Les clivages politiques, et en particulier le clivage droite-gauche, évoluent avec le temps. Mais chaque ancienne forme de clivage demeure, atténuée, discrète, à l'arrière-plan, et ressurgit au détour de certains débats.
Ainsi en va-t-il du clivage entre internationalistes et nationaux ; on le voit réapparaître autour de la fracassante entrée en campagne d'Eva Joly.

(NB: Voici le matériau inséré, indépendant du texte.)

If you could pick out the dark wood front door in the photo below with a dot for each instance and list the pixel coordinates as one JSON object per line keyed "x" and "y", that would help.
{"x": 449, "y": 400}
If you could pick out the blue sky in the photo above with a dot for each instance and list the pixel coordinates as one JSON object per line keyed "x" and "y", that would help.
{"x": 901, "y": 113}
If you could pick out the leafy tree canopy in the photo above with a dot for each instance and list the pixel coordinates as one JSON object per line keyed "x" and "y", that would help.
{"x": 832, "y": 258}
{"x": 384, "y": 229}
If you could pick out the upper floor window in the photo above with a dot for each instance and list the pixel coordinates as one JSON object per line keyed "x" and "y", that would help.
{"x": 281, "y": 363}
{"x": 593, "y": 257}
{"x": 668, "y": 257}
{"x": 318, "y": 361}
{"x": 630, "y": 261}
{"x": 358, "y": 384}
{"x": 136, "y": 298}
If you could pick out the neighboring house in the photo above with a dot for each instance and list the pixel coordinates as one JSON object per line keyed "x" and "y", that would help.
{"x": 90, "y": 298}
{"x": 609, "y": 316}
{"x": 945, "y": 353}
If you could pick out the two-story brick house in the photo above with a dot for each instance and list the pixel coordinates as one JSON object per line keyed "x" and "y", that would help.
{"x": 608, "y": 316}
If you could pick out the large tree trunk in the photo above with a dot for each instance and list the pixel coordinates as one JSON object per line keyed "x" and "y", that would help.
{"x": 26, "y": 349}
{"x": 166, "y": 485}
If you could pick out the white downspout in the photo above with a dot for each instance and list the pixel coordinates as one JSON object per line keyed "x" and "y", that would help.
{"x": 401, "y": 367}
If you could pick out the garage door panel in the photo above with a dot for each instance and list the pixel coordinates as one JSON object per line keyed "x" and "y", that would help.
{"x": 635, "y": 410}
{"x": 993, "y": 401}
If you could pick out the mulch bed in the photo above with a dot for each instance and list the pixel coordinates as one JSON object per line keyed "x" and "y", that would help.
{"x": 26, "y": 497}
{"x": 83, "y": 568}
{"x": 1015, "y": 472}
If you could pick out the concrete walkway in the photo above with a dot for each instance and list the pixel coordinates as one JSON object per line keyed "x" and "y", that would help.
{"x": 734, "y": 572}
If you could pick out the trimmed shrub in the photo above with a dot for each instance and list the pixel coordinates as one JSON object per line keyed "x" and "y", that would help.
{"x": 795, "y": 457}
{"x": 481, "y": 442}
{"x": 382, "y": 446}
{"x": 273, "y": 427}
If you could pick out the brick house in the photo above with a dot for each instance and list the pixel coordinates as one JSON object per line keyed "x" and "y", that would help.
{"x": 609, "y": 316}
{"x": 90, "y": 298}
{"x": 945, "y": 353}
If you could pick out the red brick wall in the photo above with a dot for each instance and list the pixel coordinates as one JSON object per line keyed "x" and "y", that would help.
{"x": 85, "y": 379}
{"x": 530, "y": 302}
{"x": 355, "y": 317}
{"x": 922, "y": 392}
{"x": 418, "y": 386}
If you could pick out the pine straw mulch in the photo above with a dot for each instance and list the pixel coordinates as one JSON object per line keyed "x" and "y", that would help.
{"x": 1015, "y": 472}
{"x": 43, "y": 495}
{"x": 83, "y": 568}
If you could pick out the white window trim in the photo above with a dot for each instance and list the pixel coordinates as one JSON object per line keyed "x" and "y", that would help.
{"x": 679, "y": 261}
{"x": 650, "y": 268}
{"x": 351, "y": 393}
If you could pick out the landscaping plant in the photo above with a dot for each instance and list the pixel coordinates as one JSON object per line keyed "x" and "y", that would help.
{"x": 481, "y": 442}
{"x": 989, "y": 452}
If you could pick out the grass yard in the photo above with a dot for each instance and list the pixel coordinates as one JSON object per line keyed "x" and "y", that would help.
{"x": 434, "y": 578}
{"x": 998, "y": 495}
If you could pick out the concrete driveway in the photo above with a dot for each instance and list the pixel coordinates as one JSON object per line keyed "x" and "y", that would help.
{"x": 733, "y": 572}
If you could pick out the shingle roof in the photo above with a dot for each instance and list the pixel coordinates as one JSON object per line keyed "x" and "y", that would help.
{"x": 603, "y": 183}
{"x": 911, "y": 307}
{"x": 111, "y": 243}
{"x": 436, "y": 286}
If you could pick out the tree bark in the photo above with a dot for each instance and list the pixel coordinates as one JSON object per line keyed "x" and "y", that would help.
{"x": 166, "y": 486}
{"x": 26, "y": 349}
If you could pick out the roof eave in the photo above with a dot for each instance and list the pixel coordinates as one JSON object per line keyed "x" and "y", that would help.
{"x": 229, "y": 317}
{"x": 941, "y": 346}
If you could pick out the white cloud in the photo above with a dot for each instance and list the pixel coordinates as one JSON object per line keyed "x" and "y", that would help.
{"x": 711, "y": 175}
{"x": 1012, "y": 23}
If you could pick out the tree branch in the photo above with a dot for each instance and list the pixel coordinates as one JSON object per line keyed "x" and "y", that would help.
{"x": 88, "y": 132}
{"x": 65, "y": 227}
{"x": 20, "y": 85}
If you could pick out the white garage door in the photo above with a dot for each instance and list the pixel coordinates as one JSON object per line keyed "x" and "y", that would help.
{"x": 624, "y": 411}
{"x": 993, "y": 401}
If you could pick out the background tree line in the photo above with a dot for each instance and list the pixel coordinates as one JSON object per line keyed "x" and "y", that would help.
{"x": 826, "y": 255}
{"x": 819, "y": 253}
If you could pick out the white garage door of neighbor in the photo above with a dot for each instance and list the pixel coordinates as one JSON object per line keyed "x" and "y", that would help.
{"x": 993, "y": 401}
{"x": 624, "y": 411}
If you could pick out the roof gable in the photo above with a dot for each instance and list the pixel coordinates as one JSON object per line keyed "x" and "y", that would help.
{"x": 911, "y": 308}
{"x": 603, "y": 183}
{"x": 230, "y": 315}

Sa proposition de suppression du défilé militaire du 14 juillet, au moment où les soldats français sont durement touchés en Afghanistan, devait choquer, et ici la surprise n'est pas de mise. Il est curieux que la candidate écologiste fraîchement investie tape elle-même, directement, sur ce qui est sa fragilité dans une élection comme l'élection présidentielle : autant sa stature européenne avait été un atout pour Europe-Ecologie dans les élections... européennes, et ralliait aisément les "Européens" de gauche, voire du centre, autant il était évident qu'elle serait peu à l'aise dans une élection aussi franco-française.
Face à cela, la vivacité de la réaction de François Fillon, et sa maladresse, étonnent : il fallait juger le propos sans attaquer la personne et son origine.
La première la résume aux principes de 1789, et la résume à la citoyenneté. Celle-là peut être représentée par un "défilé citoyen", en espérant que tout le monde s'y retrouve et envisage de la même manière la citoyenneté républicaine (quid, par exemple, de la souveraineté nationale?).
La seconde se fixe sur la communauté concrète : une population et son territoire. Et insiste sur la nécessité de défendre le territoire et la puissance française. En espérant qu'on ne cherche pas à trouver trop "d'ennemis de l'intérieur" qu'il faudrait marginaliser.
La Troisième république a essayé de concilier les deux dimensions : une France concrète, puissante, porteuse des droits de l'homme. Les conciliations sont toujours pleines de tensions mal surmontées, et toujours ambiguës. Ces deux "idées de la France" se sont parfois heurtées de front, par exemple pendant l'affaire Dreyfus.
S'il y a un "modèle républicain", il réside dans leur conciliation difficile et incertaine. La militarisation du 14 juillet, dans les années 1880, témoignait de cette conciliation - quand bien même il ne faut pas surestimer sa profondeur. Mais il faut rappeler que le 14 juillet ne se résumait pas (et ne se résume toujours pas) à un défilé militaire.
En pleines vacances scolaires, on ne peut plus faire défiler les enfants des écoles. Mais les bals et les feux d'artifices témoignent aussi d'un certain plaisir d'être ensemble.
On en revient cependant au point de départ : pourquoi donc fallait-il impérativement supprimer ce défilé ? A quel projet politique, même ébauché, cela correspondait-il ? La supression de l'armée de métier ? Le désarmement unilatéral ? Il est tout de même terrible que l'on passe de l'improvisation totale et personnelle à la réactivation des vieux clivages en évitant l'étape de la discussion sur les programmes.